Thursday, November 10, 2005

230 Years of Love


More years ago than I care to admit, and hardly believe, a Marine whose name I have shamefully forgotten, but whose war-wearied face and super-confident carriage I shall never, challenged me to do something meaningful with my adult life. To that point I had been immersed in the culture of the para-military organization in which my father was a career member, and whose name shall be withheld save it's initials: USAF. I was going to be a fighter pilot. My buddies and I lived and breathed light blue, and dreamed about dogfighting. When that hard-bitten Marine heard what I had my heart set on he scoffed, "Jets are for kids" adding unprintable emphatic language that rolled off his tongue in a practiced way I had never heard but to which I would later become all too accustomed. "Do you want to play for the rest of your life or do you want to make a difference?" His challenge (read: trap) was perfectly laid at the feet of an 18 year-old who was already naively convinced he had a destiny.

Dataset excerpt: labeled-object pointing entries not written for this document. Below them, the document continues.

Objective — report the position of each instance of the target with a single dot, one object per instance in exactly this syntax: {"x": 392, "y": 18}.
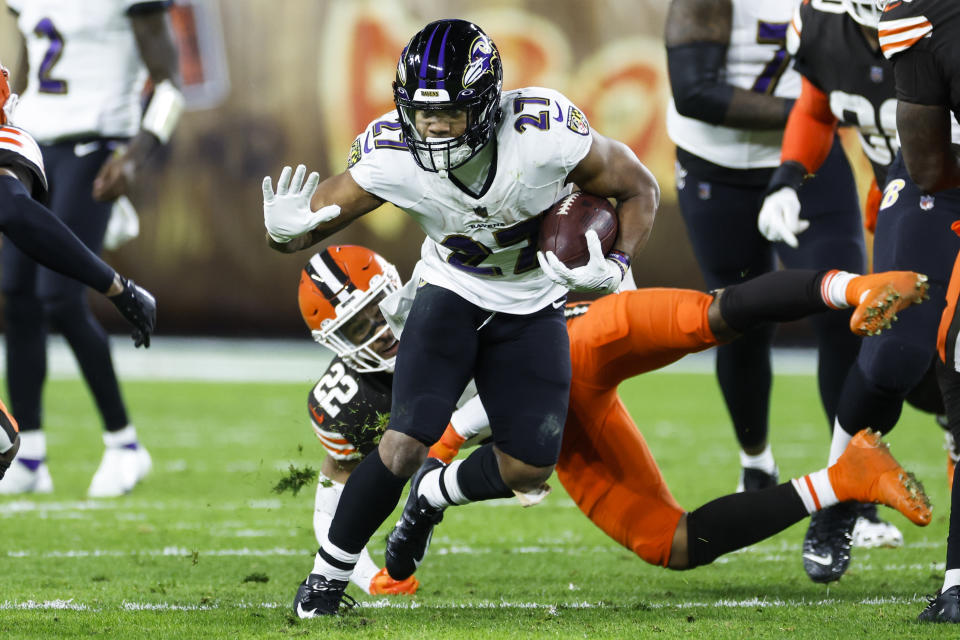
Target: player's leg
{"x": 834, "y": 240}
{"x": 912, "y": 233}
{"x": 434, "y": 363}
{"x": 946, "y": 606}
{"x": 366, "y": 574}
{"x": 523, "y": 375}
{"x": 866, "y": 472}
{"x": 26, "y": 361}
{"x": 610, "y": 474}
{"x": 721, "y": 222}
{"x": 125, "y": 462}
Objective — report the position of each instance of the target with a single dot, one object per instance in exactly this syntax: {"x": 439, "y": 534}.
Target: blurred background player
{"x": 859, "y": 93}
{"x": 35, "y": 230}
{"x": 85, "y": 66}
{"x": 733, "y": 87}
{"x": 474, "y": 167}
{"x": 604, "y": 463}
{"x": 922, "y": 39}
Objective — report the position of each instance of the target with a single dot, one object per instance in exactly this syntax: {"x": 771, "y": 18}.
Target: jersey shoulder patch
{"x": 546, "y": 131}
{"x": 18, "y": 148}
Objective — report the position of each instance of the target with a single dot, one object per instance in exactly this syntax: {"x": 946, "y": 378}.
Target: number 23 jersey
{"x": 86, "y": 74}
{"x": 349, "y": 410}
{"x": 484, "y": 249}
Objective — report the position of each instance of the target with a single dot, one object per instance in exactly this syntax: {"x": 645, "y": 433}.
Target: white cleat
{"x": 869, "y": 534}
{"x": 20, "y": 478}
{"x": 120, "y": 470}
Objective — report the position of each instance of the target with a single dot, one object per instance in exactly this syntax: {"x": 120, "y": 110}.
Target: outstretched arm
{"x": 299, "y": 215}
{"x": 697, "y": 36}
{"x": 43, "y": 237}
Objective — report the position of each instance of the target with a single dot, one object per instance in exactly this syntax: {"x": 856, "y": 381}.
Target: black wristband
{"x": 789, "y": 174}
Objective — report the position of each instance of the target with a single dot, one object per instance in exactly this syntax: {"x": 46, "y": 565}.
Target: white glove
{"x": 287, "y": 213}
{"x": 779, "y": 219}
{"x": 600, "y": 274}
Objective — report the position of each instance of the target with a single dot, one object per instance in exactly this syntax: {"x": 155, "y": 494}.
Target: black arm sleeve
{"x": 918, "y": 77}
{"x": 698, "y": 91}
{"x": 40, "y": 235}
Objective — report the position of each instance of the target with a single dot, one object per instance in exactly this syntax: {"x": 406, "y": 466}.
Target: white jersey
{"x": 484, "y": 249}
{"x": 757, "y": 60}
{"x": 18, "y": 149}
{"x": 86, "y": 75}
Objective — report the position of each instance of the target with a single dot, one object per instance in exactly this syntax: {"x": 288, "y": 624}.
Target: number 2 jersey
{"x": 860, "y": 88}
{"x": 756, "y": 61}
{"x": 86, "y": 74}
{"x": 484, "y": 249}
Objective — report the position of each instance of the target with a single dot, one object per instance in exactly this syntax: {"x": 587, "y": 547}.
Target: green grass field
{"x": 204, "y": 549}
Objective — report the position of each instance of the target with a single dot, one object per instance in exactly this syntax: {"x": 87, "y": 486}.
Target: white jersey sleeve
{"x": 19, "y": 149}
{"x": 757, "y": 60}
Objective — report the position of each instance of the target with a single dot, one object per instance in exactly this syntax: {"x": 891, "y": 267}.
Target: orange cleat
{"x": 448, "y": 446}
{"x": 383, "y": 585}
{"x": 868, "y": 472}
{"x": 879, "y": 296}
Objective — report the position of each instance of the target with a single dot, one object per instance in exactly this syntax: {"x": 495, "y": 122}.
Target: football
{"x": 564, "y": 224}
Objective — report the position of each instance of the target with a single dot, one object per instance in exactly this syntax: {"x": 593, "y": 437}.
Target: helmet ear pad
{"x": 449, "y": 65}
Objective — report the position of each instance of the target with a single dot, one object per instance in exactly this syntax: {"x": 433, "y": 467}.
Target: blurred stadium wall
{"x": 275, "y": 82}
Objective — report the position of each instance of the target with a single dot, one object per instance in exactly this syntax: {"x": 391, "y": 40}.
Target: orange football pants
{"x": 604, "y": 463}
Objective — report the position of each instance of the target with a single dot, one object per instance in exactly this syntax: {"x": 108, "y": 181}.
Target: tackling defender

Had that Marine been an enlisted recruiter, I have no doubt that my high school graduation trip would have been to that sunny vacation isle hidden behind the tidal marshes of the South Carolina low country. Instead, a lackluster high school career was overlooked by a Vietnam-depleted Marine Corps who offered me a full-ride college scholarship in return for four year's service as an officer. It was a deal I couldn't refuse, and in the late summer of 1974 I packed the same trunk my father had 24 years earlier and headed off to Ole Miss. That's right, I really didn't go to college--I went to Ole Miss. Big difference. But I digress..., and will digress further...

My just retired NCO father seemed different in the days leading up to my departure from the nest. I finally asked him if he was unhappy that I was going into the Marine Corps. He responded, "No, it is just dawning on me that you are going to be a (add appropriate epithet here) officer."

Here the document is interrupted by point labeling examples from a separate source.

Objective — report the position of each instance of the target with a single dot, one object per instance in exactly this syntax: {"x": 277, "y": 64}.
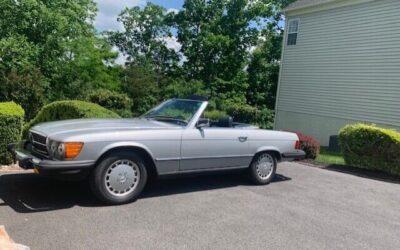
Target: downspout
{"x": 280, "y": 72}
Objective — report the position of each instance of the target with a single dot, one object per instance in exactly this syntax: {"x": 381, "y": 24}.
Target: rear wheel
{"x": 119, "y": 178}
{"x": 262, "y": 169}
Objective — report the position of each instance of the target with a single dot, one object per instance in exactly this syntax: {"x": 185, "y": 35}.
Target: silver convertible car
{"x": 173, "y": 138}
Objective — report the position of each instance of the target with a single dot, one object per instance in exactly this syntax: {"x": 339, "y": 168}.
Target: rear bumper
{"x": 295, "y": 155}
{"x": 28, "y": 161}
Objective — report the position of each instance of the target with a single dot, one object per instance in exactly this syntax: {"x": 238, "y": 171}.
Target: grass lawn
{"x": 327, "y": 157}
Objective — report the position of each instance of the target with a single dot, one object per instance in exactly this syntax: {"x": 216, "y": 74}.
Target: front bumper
{"x": 295, "y": 155}
{"x": 27, "y": 161}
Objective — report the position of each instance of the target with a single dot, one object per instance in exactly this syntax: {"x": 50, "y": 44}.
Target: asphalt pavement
{"x": 304, "y": 208}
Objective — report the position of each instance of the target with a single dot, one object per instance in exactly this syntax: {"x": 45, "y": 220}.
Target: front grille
{"x": 39, "y": 144}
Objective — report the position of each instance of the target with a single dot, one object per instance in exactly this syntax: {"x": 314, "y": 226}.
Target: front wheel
{"x": 262, "y": 169}
{"x": 119, "y": 178}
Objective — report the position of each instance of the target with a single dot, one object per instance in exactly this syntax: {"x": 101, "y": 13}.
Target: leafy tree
{"x": 58, "y": 39}
{"x": 48, "y": 25}
{"x": 181, "y": 88}
{"x": 263, "y": 69}
{"x": 88, "y": 65}
{"x": 140, "y": 84}
{"x": 216, "y": 35}
{"x": 25, "y": 88}
{"x": 144, "y": 38}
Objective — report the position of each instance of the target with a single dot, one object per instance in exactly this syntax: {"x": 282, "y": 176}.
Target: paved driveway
{"x": 305, "y": 208}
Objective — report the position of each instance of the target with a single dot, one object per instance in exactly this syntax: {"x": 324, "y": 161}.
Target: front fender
{"x": 268, "y": 148}
{"x": 126, "y": 144}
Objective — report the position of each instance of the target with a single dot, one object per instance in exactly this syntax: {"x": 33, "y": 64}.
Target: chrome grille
{"x": 39, "y": 144}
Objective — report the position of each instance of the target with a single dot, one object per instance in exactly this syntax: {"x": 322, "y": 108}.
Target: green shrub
{"x": 24, "y": 88}
{"x": 63, "y": 110}
{"x": 118, "y": 102}
{"x": 371, "y": 147}
{"x": 309, "y": 145}
{"x": 247, "y": 114}
{"x": 11, "y": 122}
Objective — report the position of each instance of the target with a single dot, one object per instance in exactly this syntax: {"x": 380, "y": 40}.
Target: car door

At Ole Miss, I joined a disparate collection of scuzzy civilian boys becoming military men under the tutelage of a small cadre of Navy and Marine officers and men. It has taken thirty years to fully realize the remarkable and lasting transformation they wrought with their leadership. Our fraternity of Navy and Marine Corps officer candidates was drawn closer, and has remained so, than any other on campus. We were there first and foremost to get educations (or the close approximation Ole Miss offered) they told us. But we learned more from them than any professor on campus.

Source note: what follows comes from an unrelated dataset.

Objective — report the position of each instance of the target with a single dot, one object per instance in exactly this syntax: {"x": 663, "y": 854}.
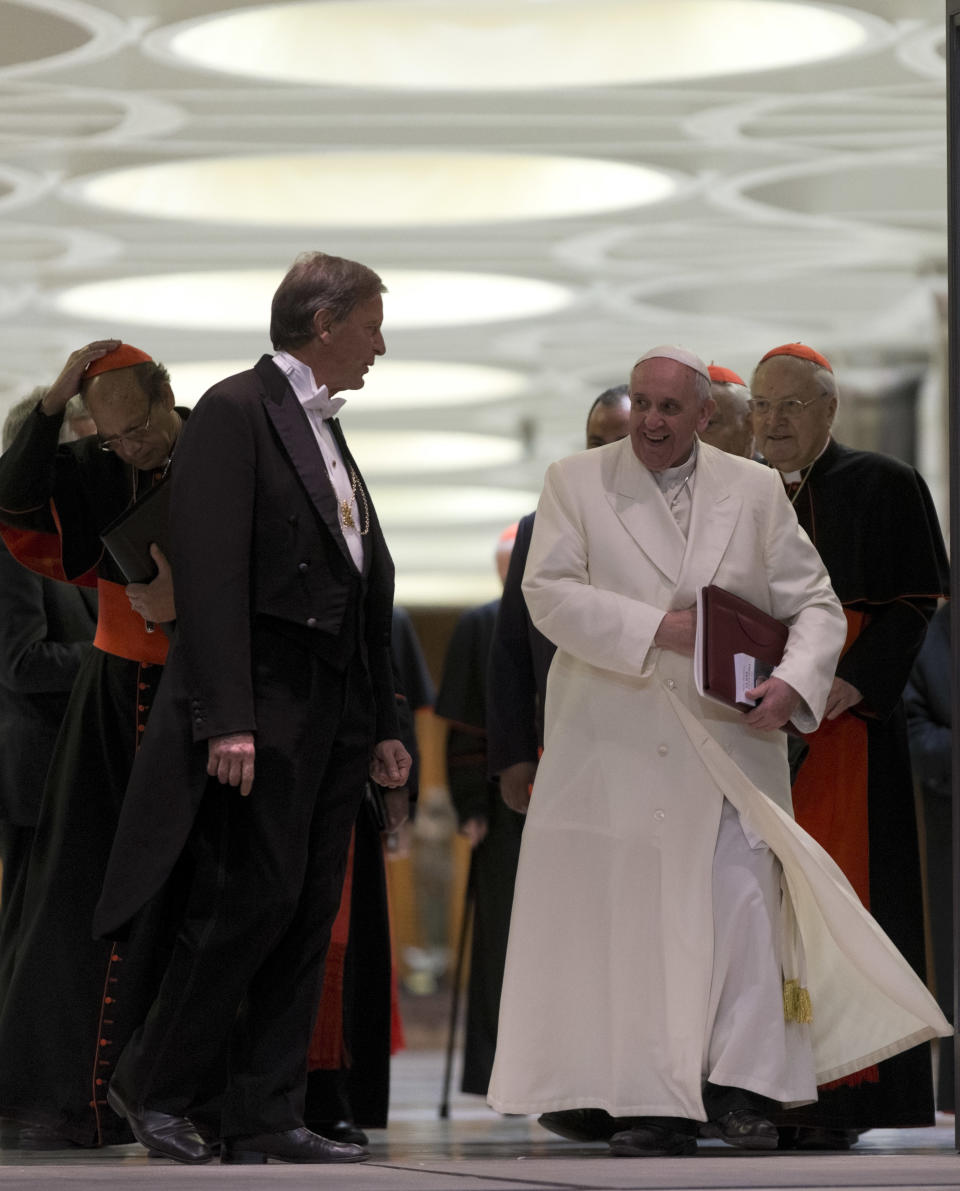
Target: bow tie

Graduating from college,and successful completion of a summer of pure physical and psychological fun (for our drill instructors, at least) on the banks of the Chopawamsic, granted me the President's pleasure and the congressional act of commissioning as a second lieutenant in the United States Marine Corps. I thereby joined an extended family of uncles, brothers, and sisters whose first names were Corporal, Captain, and Colonel, but who all answered to the same title: Marine. They taught me how to lead, they taught me how to fight, and they taught me how to love each other so much that laying down my life for one of them would not have occasioned a mili-second of hesitation.

I have been a lot of things in my life...husband, father (and now, wonderfully, granddaddy!), teacher, student, alumnus, teammate...and I will likely accumulate a lot of other descriptions over the course of the rest of my time on earth. But the one thing I will always and foremost be is a Marine.